Geez, when will the superficiality and token displays of interest end?

Tired of putting on a show, and seeing those around me do the same. Although they think they're being genuine. Yeah right. Genuine is being unshaven for a week and saying "I like to operate, it will feed my ego, I will put up with the B.S. of residency because I can eventually work in a private practice where I can tailor my schedule how I want, and I'll make pretty damn good money". Not getting all dressed up in generic dark suit you bought especially for the interviews and saying "I want to be a surgeon because I like working with my hands". And then having a few drinks with the residents to pretend you're "just one of the guys".
 

Bo Hurley

Membership Revoked
Removed
10+ Year Member
Dec 2, 2004
325
0
Status
salsadoc44 said:
so is that why all gen surg residents are bitter, cuase of all the dog and pony shows?
sleep deprivation + dog and pony show = bitterness
 

surg4me

Senior Member
10+ Year Member
5+ Year Member
Nov 6, 2004
132
2
Status
I agree, the interviews are very important.

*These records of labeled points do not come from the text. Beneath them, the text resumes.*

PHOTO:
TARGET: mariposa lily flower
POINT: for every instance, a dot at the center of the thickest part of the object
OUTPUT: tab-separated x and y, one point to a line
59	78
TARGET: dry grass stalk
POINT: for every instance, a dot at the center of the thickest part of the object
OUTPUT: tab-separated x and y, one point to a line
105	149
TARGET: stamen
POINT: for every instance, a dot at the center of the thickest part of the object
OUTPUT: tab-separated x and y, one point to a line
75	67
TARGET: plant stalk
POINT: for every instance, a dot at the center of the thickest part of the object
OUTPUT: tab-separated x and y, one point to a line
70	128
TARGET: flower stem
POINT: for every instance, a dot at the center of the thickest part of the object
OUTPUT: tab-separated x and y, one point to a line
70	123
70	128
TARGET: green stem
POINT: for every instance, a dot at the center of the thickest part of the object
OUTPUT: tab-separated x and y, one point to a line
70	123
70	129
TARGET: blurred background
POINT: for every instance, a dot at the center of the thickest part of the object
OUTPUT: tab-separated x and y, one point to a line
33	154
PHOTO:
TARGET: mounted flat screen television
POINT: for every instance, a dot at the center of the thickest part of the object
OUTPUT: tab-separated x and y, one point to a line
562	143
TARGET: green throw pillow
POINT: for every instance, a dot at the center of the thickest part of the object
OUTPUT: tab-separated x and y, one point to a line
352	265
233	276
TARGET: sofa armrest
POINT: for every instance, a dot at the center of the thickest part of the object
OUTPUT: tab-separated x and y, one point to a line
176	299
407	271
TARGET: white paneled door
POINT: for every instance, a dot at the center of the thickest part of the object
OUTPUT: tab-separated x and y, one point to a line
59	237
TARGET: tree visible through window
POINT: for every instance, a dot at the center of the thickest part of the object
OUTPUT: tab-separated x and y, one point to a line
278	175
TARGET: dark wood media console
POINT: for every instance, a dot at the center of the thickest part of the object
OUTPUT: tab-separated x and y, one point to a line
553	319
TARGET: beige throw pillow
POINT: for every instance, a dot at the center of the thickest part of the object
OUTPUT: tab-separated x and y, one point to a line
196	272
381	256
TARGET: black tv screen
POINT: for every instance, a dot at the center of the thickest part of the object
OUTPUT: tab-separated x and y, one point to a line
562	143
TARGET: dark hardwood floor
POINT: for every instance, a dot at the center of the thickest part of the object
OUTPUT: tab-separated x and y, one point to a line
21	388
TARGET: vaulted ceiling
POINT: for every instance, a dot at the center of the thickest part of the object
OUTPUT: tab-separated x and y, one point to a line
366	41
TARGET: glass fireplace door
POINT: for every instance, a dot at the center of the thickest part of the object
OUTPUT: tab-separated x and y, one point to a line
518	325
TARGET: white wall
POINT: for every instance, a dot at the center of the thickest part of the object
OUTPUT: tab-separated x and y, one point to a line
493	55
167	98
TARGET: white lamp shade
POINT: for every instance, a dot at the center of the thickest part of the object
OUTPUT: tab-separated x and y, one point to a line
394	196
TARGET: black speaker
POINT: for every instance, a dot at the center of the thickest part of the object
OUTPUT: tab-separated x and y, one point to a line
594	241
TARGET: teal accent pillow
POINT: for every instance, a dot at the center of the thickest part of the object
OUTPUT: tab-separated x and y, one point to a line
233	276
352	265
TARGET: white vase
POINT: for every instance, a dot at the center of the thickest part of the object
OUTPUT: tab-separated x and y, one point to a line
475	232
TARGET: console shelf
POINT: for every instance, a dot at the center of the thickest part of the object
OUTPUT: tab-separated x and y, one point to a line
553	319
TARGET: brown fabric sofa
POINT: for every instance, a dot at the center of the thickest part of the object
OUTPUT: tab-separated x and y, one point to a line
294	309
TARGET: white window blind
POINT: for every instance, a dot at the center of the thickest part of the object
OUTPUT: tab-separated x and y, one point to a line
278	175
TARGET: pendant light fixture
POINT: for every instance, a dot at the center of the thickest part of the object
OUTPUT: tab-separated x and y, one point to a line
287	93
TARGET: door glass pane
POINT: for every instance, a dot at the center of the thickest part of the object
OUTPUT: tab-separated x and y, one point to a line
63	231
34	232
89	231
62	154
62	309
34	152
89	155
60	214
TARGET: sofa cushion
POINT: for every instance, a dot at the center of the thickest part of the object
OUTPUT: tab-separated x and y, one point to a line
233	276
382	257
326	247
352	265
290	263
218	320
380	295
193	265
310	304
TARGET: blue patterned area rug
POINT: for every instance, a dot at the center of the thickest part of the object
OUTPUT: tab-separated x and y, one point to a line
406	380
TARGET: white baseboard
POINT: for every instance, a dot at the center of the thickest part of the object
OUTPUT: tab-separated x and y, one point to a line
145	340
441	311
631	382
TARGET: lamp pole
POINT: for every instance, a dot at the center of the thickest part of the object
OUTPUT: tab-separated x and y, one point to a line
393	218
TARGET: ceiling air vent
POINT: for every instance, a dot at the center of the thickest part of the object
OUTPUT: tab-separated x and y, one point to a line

Don't go to an interview ill-prepared. The interview is a great chance to make a great impression. If you receive an interview, you have at least met the basic academic requirements for the program. They are looking to see if you will "fit" into their program. And you're doing the same. Many of us end up ranking programs based on "gut" feeling...how you really feel about the programs after the interview, rather than numbers/stats alone. The same is true of programs...they're "gut" feeling of applicants play a large and important role in how they will rank you. Interview are important so it's best to take them seriously by preparing for them well.